Professor of Software Engineering, ETH Zurich, Switzerland, and
Adjunct Professor, ITMO National Research University, Saint Petersburg, Russia
Prof. Bertrand Meyer is professor of Software Engineering at ETH Zurich. He is also an adjunct professor at ITMO National Research University in Saint Petersburg, in charge of creating a software engineering laboratory. His areas of interest include software engineering as a whole, with special emphasis on software specification and verification, concurrent programming, object technology, programming languages, programming environments, and computer science education. He is the designer of the Eiffel language and the associated Design by Contract method, and the author of a number of well-known textbooks. Prof. Meyer was the president of Informatics Europe, the association of European CS departments and research labs, from 2006 to 2011, and the chair of the ETH CS department from 2004 to 2006. He remains the chief architect of Eiffel Software, a California company that he co-founded prior to joining ETH. He is the recipient of an ERC Advanced Investigator Grant, starting April 2012, entitled, "Concurrency Made Easy” and devoted to facilitating large-scale use of reliable concurrent programming techniques.

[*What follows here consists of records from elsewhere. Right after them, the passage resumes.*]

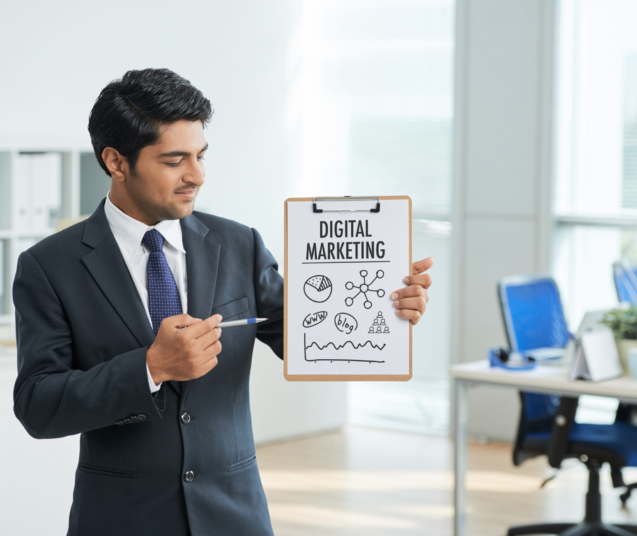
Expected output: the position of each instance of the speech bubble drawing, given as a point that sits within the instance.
(314, 319)
(345, 323)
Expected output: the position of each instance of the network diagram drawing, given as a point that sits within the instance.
(364, 288)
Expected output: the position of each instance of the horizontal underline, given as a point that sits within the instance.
(339, 262)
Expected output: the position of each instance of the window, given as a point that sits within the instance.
(371, 113)
(596, 194)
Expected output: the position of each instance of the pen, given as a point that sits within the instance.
(243, 322)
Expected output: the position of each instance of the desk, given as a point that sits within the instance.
(543, 379)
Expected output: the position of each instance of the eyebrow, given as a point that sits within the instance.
(180, 153)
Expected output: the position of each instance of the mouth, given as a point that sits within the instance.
(187, 194)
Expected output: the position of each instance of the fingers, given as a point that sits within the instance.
(409, 314)
(208, 339)
(422, 266)
(418, 303)
(410, 292)
(205, 326)
(180, 321)
(423, 280)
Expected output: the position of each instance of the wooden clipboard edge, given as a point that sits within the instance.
(339, 377)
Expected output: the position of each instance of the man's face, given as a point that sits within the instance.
(168, 175)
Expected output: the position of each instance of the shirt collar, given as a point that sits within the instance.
(129, 232)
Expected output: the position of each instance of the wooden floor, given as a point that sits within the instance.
(376, 483)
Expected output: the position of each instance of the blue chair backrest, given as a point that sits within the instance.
(533, 318)
(625, 277)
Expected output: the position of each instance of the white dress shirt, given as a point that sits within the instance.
(129, 233)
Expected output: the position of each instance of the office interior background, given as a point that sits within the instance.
(511, 124)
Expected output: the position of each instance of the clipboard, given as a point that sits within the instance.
(344, 256)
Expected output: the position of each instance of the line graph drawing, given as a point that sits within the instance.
(364, 288)
(341, 347)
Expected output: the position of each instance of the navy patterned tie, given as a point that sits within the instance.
(163, 295)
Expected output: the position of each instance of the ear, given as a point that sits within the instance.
(116, 164)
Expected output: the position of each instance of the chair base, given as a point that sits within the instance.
(574, 529)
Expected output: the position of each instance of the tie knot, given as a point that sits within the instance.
(153, 241)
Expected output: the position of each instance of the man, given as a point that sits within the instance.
(117, 330)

Concurrent Programming is Easy
Concurrent programming is supposed to be very hard, requiring completely new concepts and extensive retraining of programmers. Such an approach loses the many benefits obtained from decades of improving the state of sequential programming. The method, language extension, and tools described in these lectures take the reverse path: to provide concurrency as a simple extension to the solid base of object-oriented programming with Design by Contract as available in Eiffel. Based on the SCOOP approach (Simple Concurrent Object-Oriented Programming, also the basis for the “Concurrency Made Easy” ERC 2012-2017 Advanced Investigator Grant), they show how to program concurrent applications simply and effectively while retaining the reasoning patterns and the formal properties that have proved so fecund in the rest of modern programming.
Professor of Computer Science
University of Bologna
Prof. Davide Sangiorgi has been a full professor in Computer Science at Bologna University (Italy) since 2002. He is the head of the research team "Focus," a joint initiative between University of Bologna and INRIA (Institut national de recherche en informatique et en automatique, France). He has previously held research and academic positions at Edinburgh University and INRIA. Within IFIP (International Federation for Information Processing), he is member of the Working Group 2.2 “Formal Description of Programming Concepts,” which he chaired during from 2004 to 2011, and of the Working Group 1.8 “Concurrency Theory.” He is member of the Editorial Board of the journals Logical Methods in Computer Science, Acta Informatica, and Distributed Computing, and member of Academia Europaea. His research activities are centered on concurrency theory, type systems, and concurrent and distributed programming. He is author of more than 100 papers in international journals and conference proceedings, and of two books on concurrency theory and logics (published by Cambridge University Press).
An Introduction to Bisimulation and Coinduction
A fundamental concern in concurrency theory is establishing when two processes are "the same", i.e., indistinguishable to an external observer interacting with them. This notion, called, behavioural equivalence, is the basis upon which a theory of processes can be developed.
In the lectures will introduce bisimulation, one of the most studied forms of behavioural equivalence for processes. Bisimulation is an instance of coinduction, a powerful tool for defining potentially infinite objects and reasoning on them. Today, coinduction is widely used in computer science, but also in other fields, including artificial intelligence, cognitive science, mathematics, modal logics, philosophy and physics. I will review the basics of coinduction, with an emphasis on the difference and the duality with induction.